Le texte remis à Laurent Fabius est le fruit du travail des ministres des 195 pays réunis au Bourget depuis lundi. Ils ont planché sur la mouture rédigée la semaine précédente par les négociateurs du climat. Le nouveau texte a été ramené de 43 pages à 29 pages. Les trois-quarts des points jusqu’ici encore soumis à discussion ont été réglés. On voit donc mieux le profil de l’accord à venir même si « il reste encore pas mal de travail » comme le dit Laurent Fabius. En effet, ce texte n’est pas définitif, ce n’est qu’une version qui intègre les propositions faites jusqu’à présent par les différents groupes de travail.
 

Un niveau d’ambition incertain

 
Des compromis ont émergé sur le renforcement de l’adaptation aux impacts du changement climatique, sur la question des pertes et des dommages ou encore sur la transparence du suivi des actions climatiques, selon Laurent Fabius. Du côté des divergences, les ministres et négociateurs doivent encore régler les épineuses questions de la différenciation des efforts entre pays riches et pays plus pauvres, du financement de la lutte contre le changement climatique et du « niveau d’ambition de l’accord ».

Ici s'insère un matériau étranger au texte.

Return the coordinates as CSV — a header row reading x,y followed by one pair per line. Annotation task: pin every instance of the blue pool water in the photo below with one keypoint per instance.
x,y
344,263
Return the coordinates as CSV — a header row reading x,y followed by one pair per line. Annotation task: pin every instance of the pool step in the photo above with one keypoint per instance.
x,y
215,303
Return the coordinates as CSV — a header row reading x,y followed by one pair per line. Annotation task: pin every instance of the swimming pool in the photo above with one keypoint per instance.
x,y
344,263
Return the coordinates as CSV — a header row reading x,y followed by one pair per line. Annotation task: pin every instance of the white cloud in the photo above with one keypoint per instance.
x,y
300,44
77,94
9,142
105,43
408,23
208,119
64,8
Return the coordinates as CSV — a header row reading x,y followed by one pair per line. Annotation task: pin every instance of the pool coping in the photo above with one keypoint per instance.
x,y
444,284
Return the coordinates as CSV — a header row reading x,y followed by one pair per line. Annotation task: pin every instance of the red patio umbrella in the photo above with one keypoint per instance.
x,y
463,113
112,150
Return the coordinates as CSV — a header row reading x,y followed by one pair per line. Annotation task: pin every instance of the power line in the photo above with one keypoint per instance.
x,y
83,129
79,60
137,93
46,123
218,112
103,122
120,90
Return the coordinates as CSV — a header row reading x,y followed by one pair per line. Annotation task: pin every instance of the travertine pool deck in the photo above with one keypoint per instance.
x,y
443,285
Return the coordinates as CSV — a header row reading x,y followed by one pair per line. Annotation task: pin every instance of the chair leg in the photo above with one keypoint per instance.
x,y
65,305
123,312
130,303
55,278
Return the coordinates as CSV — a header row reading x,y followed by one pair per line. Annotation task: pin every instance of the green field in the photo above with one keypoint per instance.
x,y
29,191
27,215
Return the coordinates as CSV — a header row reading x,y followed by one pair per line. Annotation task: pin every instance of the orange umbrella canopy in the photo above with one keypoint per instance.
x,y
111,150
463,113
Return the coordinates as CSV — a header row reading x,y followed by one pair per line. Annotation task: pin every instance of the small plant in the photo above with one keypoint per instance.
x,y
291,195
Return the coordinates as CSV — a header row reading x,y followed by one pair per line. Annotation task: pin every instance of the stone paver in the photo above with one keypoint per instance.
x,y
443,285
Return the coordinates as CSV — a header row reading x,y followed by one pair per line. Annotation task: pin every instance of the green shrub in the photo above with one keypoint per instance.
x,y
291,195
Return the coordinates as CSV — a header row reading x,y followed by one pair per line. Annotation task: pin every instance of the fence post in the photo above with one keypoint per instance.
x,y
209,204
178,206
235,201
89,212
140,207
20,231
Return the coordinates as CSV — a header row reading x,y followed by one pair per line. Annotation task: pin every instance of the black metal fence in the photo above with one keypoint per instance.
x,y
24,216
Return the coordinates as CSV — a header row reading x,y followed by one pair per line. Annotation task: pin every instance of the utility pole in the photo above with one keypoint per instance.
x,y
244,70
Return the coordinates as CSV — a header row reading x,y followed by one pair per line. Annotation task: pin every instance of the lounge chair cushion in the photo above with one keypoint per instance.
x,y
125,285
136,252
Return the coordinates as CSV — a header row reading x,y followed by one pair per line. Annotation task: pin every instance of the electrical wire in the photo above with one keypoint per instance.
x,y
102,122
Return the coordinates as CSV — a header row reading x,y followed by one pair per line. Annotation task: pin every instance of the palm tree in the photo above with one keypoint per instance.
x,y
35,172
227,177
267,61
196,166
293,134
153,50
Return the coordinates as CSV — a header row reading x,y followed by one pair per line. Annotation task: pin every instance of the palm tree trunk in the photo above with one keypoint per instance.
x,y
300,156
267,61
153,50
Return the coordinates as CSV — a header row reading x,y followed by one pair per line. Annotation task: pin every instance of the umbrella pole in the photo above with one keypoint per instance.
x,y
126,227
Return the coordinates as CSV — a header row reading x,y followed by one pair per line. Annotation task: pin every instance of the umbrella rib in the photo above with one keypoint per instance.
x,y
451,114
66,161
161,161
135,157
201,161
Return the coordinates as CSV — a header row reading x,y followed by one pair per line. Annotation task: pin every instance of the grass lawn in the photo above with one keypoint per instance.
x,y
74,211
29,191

Le Monde remarque que sur ce dernier point crucial, dans l’article 2 qui doit définir la limite de réchauffement à ne pas dépasser, trois options restent notamment ouvertes : « maintenir le réchauffement climatique sous 2 °C par rapport à l’ère préindustrielle ; bien au-dessous de 2 °C [et augmenter [rapidement] les efforts pour limiter la hausse de la température à 1,5 °C] ; sous 1,5 °C. »
 
Le texte laisse encore une certaine flexibilité aux Etats pour réduire leur pollution ou pour participer au financement de l’aide à l’adaptation pour le changement climatique : les 100 milliards de dollars nécessaires à partir de 2020 pour construire des digues ou des centrales solaires pour les pays en voie de développement.

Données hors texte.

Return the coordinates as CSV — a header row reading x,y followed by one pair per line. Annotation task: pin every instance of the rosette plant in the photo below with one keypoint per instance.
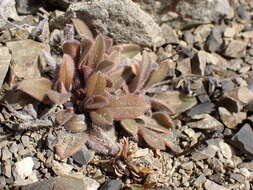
x,y
101,85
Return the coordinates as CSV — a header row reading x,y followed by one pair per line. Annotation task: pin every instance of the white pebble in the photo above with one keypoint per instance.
x,y
24,167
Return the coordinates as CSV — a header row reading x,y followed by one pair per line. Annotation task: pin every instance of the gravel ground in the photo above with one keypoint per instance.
x,y
210,48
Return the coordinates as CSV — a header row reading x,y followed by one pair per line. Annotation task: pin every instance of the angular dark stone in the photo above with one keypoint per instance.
x,y
201,109
198,63
243,139
66,183
186,51
214,40
112,185
83,157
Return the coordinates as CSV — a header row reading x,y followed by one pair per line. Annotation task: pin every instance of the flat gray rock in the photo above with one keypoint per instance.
x,y
123,20
243,139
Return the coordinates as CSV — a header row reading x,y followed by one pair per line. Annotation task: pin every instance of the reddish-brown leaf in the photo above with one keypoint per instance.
x,y
37,88
96,102
143,71
69,144
96,84
105,66
163,119
76,123
97,51
153,125
152,139
71,47
85,47
82,29
66,72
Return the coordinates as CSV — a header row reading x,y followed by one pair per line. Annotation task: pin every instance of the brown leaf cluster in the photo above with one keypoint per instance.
x,y
99,83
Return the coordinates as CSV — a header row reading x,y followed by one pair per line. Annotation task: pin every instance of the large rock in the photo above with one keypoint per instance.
x,y
196,12
24,54
123,20
9,11
243,139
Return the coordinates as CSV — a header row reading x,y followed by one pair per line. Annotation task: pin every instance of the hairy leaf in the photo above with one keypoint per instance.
x,y
101,117
37,88
66,72
97,52
82,29
131,127
76,123
159,74
71,47
163,119
177,100
96,84
143,71
154,135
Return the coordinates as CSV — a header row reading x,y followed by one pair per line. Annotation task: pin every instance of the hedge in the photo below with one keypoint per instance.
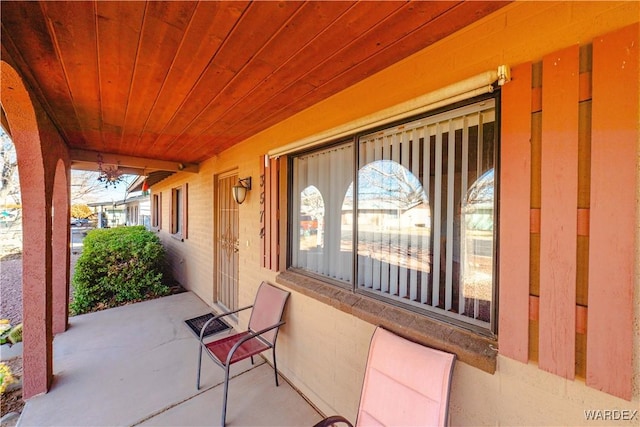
x,y
117,266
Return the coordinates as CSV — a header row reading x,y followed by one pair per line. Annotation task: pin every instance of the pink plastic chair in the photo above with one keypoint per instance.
x,y
405,384
261,335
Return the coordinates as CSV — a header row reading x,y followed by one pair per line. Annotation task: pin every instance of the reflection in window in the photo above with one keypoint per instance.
x,y
477,231
311,219
423,221
321,242
394,226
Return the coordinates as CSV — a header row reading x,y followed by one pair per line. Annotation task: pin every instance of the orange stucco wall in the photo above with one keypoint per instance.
x,y
44,165
322,350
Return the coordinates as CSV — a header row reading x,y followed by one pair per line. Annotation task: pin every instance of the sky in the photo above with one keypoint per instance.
x,y
85,182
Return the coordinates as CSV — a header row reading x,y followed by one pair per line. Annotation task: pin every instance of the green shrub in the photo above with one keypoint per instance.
x,y
117,265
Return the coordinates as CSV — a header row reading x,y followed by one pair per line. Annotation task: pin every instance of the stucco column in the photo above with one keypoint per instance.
x,y
37,352
60,249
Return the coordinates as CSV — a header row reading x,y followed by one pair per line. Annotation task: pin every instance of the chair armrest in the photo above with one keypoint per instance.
x,y
226,313
329,421
249,336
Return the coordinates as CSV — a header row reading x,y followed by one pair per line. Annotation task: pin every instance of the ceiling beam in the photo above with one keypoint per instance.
x,y
82,159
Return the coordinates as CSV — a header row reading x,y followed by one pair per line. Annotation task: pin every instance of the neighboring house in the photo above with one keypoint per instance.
x,y
521,130
109,214
137,210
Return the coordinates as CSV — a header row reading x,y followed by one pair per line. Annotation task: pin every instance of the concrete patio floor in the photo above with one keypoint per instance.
x,y
136,365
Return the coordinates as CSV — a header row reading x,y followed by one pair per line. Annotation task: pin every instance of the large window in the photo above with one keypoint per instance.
x,y
405,214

Le texte est politiquement contraignant mais il ne comporte aucune sanction en cas de non-respect des engagements pris par les différents pays. Cela est dû au fait que les Nations Unies n’ont pas à leur disposition de dispositif de sanctions. Le président Hollande avait évoqué l’idée de créer à l’ONU un Conseil de sécurité pour le climat, mais cette formule vient peut-être un peu trop tôt. Toutefois chaque année, les pays devront donner un nouveau cap pour améliorer leurs engagements.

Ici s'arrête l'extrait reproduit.